[PR]

 第44期囲碁名人戦七番勝負(朝日新聞社主催)で張栩(ちょうう)・前名人(39)を破り、史上初の10代名人となった芝野虎丸名人(20)の就位式が6日、東京都文京区のホテル椿山荘東京で開かれた。ファンや棋士ら約380人から祝福を受けた。

 ふだんはスーツ姿の芝野だが、紋付きはかまで登場。日本棋院の小林覚理事長から「允許(いんきょ)状」が、朝日新聞社の渡辺雅隆社長から賞金3100万円の目録が渡された。

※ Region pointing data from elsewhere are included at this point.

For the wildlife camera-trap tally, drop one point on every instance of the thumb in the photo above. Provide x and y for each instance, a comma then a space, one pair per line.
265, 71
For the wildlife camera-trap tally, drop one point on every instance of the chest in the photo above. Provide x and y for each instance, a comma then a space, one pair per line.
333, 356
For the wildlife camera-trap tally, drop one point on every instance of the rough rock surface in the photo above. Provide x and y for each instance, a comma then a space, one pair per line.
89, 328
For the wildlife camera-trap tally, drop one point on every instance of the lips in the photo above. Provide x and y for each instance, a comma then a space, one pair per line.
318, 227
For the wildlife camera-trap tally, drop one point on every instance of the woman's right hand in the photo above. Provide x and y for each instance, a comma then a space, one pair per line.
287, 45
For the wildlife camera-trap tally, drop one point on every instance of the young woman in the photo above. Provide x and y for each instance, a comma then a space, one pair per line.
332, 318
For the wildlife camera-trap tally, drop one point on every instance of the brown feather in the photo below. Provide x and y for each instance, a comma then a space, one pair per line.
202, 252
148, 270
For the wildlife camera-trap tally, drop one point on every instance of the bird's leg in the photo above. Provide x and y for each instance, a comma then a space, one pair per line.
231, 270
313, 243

 芝野は謝辞で、「名人戦は緊張と不安でいっぱいでしたが、台湾の第2局で昼食のチャーハンを半分しか食べられず、そこで吹っ切れて勝つことができた。それで気持ちが楽になりました」とシリーズの分かれ目となった“秘話”を披露して会場の笑いを誘った。慣れぬ異郷の地での大勝負。ふだん食べ残すことのない食事を残してしまったことで、かえって開き直ることができたのだという。

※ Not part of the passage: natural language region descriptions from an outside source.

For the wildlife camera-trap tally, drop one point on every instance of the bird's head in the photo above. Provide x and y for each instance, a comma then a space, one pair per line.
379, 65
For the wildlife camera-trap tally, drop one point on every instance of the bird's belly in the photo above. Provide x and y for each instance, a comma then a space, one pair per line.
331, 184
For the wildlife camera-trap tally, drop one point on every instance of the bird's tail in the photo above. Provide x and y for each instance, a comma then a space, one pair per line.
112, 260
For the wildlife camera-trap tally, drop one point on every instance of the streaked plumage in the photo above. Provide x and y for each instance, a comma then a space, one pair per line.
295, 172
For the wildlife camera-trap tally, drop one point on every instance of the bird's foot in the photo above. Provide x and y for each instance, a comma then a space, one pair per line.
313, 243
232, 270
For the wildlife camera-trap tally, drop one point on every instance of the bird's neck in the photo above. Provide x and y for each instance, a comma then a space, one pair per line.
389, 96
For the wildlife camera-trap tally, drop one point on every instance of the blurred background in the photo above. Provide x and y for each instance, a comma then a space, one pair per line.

 「これから碁の内容はもちろん、ふだんの言動も含め少しずつ成長できればいいなと思います」と締め、盛んな拍手を受けた。

 芝野は、七大タイトル初挑戦となった名人戦七番勝負で10月、19歳11カ月で史上最年少名人を獲得。翌11月には王座戦五番勝負で井山裕太・前王座(30)を破って二冠を達成し、破竹の勢いを見せている。(大出公二)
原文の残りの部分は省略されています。